The decision by the California Supreme Court to require Catholic Charities to provide its employees medical coverage for birth control connects the dots on several current hot topic issues.
1. Could there be any greater evidence that religious ministries and institutions, sponsored by a denomination or oversight organization, have strayed from their core Christian message? Catholic Charities was found not to qualify as a religious employer because: it offered secular services (like counseling and low-income housing) to people of all faiths without proselytizing; it was not primarily engaged in spreading religious values; and it employs workers of different religions.
“It shows no respect to our religious organizations,” said California Catholic Conference spokeswoman Carol Hogan.
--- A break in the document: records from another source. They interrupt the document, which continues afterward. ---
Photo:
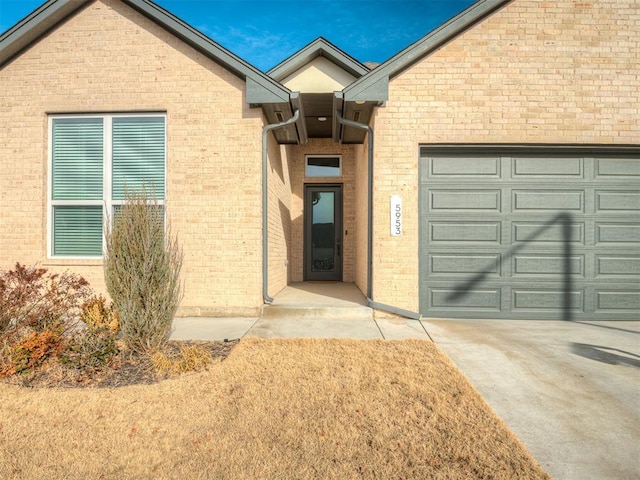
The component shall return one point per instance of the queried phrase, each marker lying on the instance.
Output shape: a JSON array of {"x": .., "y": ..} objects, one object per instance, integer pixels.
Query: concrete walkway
[
  {"x": 569, "y": 390},
  {"x": 305, "y": 310}
]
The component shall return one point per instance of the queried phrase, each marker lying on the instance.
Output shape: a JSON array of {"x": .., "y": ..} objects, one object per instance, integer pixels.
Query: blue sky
[{"x": 266, "y": 32}]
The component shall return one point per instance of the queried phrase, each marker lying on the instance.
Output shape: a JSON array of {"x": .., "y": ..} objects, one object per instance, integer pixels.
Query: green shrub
[{"x": 142, "y": 271}]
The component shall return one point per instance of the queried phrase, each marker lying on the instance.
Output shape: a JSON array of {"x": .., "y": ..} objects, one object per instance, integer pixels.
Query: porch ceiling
[{"x": 318, "y": 120}]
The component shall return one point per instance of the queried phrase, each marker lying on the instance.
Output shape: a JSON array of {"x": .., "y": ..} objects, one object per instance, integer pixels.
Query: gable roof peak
[{"x": 320, "y": 47}]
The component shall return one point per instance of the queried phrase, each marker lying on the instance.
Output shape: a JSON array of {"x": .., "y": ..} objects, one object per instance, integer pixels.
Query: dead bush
[{"x": 31, "y": 297}]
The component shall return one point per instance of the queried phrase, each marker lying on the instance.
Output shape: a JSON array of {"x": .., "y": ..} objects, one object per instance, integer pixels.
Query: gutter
[
  {"x": 370, "y": 302},
  {"x": 265, "y": 202}
]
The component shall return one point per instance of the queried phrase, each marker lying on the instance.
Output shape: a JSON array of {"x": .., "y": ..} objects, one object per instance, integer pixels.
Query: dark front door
[{"x": 323, "y": 232}]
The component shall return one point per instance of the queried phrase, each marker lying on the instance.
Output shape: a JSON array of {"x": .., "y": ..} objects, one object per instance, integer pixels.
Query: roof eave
[
  {"x": 374, "y": 85},
  {"x": 318, "y": 48},
  {"x": 263, "y": 88}
]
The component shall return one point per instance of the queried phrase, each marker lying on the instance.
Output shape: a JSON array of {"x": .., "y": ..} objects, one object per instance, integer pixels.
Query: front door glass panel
[{"x": 323, "y": 232}]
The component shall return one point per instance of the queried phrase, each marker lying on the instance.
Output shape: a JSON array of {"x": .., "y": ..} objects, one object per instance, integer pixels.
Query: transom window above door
[
  {"x": 94, "y": 159},
  {"x": 323, "y": 166}
]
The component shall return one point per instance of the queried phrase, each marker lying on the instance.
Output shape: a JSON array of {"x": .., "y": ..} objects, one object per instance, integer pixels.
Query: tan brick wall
[
  {"x": 279, "y": 230},
  {"x": 296, "y": 155},
  {"x": 561, "y": 72},
  {"x": 110, "y": 58}
]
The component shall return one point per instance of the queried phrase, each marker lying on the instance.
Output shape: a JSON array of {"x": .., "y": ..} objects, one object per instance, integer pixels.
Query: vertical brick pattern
[
  {"x": 296, "y": 155},
  {"x": 561, "y": 72},
  {"x": 108, "y": 58}
]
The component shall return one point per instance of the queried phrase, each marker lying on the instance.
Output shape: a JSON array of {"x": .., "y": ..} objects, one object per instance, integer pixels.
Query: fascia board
[{"x": 423, "y": 47}]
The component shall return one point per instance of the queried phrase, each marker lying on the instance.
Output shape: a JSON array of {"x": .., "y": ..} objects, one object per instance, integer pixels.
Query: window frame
[
  {"x": 107, "y": 202},
  {"x": 306, "y": 166}
]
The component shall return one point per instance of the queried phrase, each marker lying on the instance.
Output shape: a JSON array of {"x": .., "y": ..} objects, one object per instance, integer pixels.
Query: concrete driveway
[{"x": 569, "y": 390}]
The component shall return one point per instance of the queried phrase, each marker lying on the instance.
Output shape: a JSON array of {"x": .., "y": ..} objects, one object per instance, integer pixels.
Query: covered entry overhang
[{"x": 315, "y": 77}]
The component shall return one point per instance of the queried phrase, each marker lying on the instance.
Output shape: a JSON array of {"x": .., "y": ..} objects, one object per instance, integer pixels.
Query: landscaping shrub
[
  {"x": 31, "y": 297},
  {"x": 142, "y": 268},
  {"x": 97, "y": 315},
  {"x": 32, "y": 350}
]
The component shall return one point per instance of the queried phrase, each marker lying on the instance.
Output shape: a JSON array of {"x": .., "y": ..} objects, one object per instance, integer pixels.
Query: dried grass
[{"x": 285, "y": 409}]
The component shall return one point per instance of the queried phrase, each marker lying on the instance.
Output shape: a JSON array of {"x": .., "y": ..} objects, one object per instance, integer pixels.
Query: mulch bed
[{"x": 127, "y": 368}]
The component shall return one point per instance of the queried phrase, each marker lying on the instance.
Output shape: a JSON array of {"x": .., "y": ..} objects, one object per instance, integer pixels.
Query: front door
[{"x": 323, "y": 232}]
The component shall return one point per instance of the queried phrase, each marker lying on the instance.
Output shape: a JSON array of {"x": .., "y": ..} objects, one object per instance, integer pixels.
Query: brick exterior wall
[
  {"x": 279, "y": 230},
  {"x": 108, "y": 58},
  {"x": 561, "y": 72}
]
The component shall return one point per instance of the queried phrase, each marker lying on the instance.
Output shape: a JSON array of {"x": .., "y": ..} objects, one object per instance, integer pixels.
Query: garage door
[{"x": 538, "y": 233}]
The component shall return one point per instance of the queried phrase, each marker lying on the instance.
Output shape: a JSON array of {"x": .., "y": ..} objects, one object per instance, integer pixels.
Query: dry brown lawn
[{"x": 274, "y": 409}]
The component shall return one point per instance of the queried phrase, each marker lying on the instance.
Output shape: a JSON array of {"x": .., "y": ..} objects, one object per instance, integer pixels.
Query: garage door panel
[
  {"x": 548, "y": 232},
  {"x": 462, "y": 263},
  {"x": 530, "y": 236},
  {"x": 617, "y": 266},
  {"x": 454, "y": 299},
  {"x": 549, "y": 265},
  {"x": 618, "y": 201},
  {"x": 617, "y": 168},
  {"x": 617, "y": 301},
  {"x": 464, "y": 200},
  {"x": 464, "y": 167},
  {"x": 544, "y": 200},
  {"x": 617, "y": 233},
  {"x": 547, "y": 168},
  {"x": 551, "y": 300},
  {"x": 458, "y": 232}
]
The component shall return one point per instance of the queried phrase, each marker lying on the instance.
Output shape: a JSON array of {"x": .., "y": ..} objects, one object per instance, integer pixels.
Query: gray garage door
[{"x": 543, "y": 234}]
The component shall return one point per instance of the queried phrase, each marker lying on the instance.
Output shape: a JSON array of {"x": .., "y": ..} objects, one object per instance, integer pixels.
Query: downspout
[
  {"x": 370, "y": 302},
  {"x": 265, "y": 202}
]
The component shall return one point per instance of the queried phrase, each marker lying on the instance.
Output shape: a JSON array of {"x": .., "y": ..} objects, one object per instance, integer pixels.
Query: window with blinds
[{"x": 95, "y": 160}]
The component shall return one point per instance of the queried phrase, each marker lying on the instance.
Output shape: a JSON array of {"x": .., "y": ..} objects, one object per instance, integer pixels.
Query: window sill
[{"x": 73, "y": 262}]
Why should anybody else respect your religion when you don’t respect it yourself?
2. The recent uproar over gay marriage and claims that it will degrade the culture are valid, but much of the blame must be laid at the feet of the churches. Instead of proclaiming, living, and defending their messages of morality, churches and their ministries have focused on, frankly, side issues without dealing with the spiritual disease of the heart. Most churches have become silent and liberalized, more concerned with preserving their nonprofit status than with doing or saying the right thing.
3. Religious organizations have no business receiving government subsidies to provide social services (“compassionate conservatism”). If they are like Catholic Charities and have no grounding in, or proselytizing from, their faith, then what makes them so special? The idea is that faith-based charities are supposed to be more successful because they proclaim their message, which would make them ineligible for public funds. And if they don’t deliver a message with their services, then they are likely no better than a government agency.
“The court is forcing us to choose between our religious beliefs,” said Ned Dolejsi, executive director of the California Catholic Conference in the New York Times.
The truth is, most Catholics and most of the Christian mainline denominations chose to abandon their religious beliefs long ago.